We're talking the 1890s, early 1900s here, when football was the sole province of your Yales and Harvards and Princetons, with an occasional Michigan or Notre Dame thrown in to make it look national. No one had invented the forward pass yet. The wishbone was a wish dream. The triple option was still missing two of 'em, and even the off-tackle run was regarded as exotic and therefore suspect.

No, sir. Football at the turn of the last century?

It basically was just a bunch of guys surrounding another guy and shoving him forward until they couldn't shove him forward anymore.

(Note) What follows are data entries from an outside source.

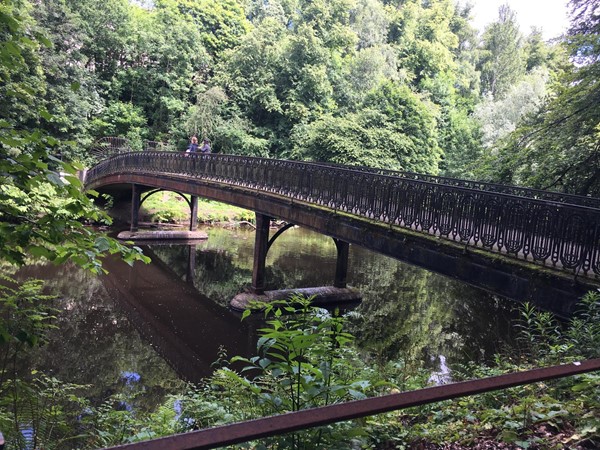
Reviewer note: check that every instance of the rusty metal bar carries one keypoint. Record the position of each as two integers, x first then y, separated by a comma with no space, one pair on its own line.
285,423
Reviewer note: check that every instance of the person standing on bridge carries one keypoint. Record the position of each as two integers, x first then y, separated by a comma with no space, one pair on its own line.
205,146
193,147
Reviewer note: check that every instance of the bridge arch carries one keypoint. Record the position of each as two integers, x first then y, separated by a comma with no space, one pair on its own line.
494,237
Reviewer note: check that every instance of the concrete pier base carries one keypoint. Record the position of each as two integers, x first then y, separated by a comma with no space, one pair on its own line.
324,296
162,235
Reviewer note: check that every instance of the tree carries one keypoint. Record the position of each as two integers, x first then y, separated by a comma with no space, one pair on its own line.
42,206
502,62
558,148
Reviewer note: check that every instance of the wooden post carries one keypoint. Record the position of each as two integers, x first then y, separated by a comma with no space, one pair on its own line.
341,266
261,246
136,195
194,213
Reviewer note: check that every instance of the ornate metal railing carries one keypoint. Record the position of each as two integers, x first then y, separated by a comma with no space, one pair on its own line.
108,146
561,235
592,202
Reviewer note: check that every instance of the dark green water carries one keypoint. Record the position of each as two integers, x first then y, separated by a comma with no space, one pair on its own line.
150,326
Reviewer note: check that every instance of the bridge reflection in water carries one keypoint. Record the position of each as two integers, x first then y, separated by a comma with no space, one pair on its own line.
518,243
184,327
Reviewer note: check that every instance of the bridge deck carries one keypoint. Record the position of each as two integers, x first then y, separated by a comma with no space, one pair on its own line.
369,206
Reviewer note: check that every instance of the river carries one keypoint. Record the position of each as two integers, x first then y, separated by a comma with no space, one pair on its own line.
149,327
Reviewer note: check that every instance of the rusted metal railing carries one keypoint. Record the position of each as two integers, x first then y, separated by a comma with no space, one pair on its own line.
275,425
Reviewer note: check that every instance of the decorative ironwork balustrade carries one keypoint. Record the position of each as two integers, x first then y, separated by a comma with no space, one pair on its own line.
565,236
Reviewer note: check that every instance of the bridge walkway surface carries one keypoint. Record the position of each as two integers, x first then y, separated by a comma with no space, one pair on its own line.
519,243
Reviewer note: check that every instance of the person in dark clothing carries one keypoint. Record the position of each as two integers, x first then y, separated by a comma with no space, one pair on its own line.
193,147
205,146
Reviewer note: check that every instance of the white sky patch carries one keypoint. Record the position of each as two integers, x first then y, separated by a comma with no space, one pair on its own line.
551,16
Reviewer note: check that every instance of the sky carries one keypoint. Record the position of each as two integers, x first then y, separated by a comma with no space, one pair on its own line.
549,15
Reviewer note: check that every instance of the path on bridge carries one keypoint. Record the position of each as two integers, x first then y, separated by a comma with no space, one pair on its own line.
559,231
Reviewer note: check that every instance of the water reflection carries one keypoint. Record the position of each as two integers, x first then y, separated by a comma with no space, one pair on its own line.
113,329
406,312
184,327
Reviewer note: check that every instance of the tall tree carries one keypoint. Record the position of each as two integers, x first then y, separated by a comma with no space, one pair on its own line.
41,213
559,148
502,62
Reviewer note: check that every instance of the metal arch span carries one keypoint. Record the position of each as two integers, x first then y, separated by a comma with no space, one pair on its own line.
516,246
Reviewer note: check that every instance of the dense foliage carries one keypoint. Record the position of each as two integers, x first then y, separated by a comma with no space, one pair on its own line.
404,85
305,358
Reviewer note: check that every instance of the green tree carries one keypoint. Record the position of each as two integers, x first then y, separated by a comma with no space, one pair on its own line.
502,61
41,210
558,148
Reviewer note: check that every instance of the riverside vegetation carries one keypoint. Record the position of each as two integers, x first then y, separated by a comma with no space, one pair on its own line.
404,84
304,359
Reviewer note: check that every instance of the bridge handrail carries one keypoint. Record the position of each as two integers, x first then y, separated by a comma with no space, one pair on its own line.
560,235
540,194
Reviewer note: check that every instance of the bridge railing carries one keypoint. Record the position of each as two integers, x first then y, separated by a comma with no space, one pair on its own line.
560,235
592,202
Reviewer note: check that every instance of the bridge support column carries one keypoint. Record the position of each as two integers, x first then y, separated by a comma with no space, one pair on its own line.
341,266
191,267
136,196
261,246
193,213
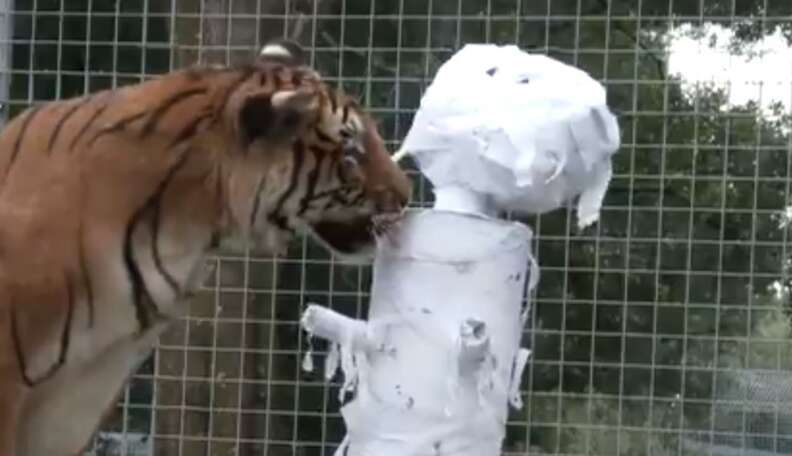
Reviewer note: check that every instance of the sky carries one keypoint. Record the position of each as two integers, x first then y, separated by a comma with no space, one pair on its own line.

A century and a quarter later, you saw the Eagles do the exact same thing in the Super Bowl.

Lined up some big guys behind Jalen Hurts. Shoved him over the goal line/past the first down marker. A play as OG as Grover Cleveland, and as elemental as force and mass and the application of the latter to enhance the former.

That's all football was in those prehistoric days, when the flying wedge was a revolutionary act and players went by colorful names like Tack and Belf and Pudge, and of course the immortal T. Truxton Hare, who lined up for Penn during the McKinley administration. Protective gear was either unknown or for sissies in those days, which is why a pile of players died and the flying wedge was eventually outlawed. That, too, was football then.

Now it's all these years later, and we're still arguing about the flying wedge's spiritual descendant, the tush push.

The risk of injury, some people say, makes the play dangerous (sound familiar?). On the other hand, it's an extremely effective throwback; the numbers say the Eagles and Buffalo Bills have run the tush push 163 times, and have gotten a touchdown or first down out of it 87 percent of the time.

And now I can hear Willie and Pudge 'n' them again, having another big guffaw.

"Hell, yes, it works 87 percent of the time," they're chortling. "Why do you think we did it?"

A pause. 

"And we didn't have any of these fancy-dan helmets and pads and junk like that. We were football players, man, not a buncha nancy boys."

More guffaws, echoing down the years.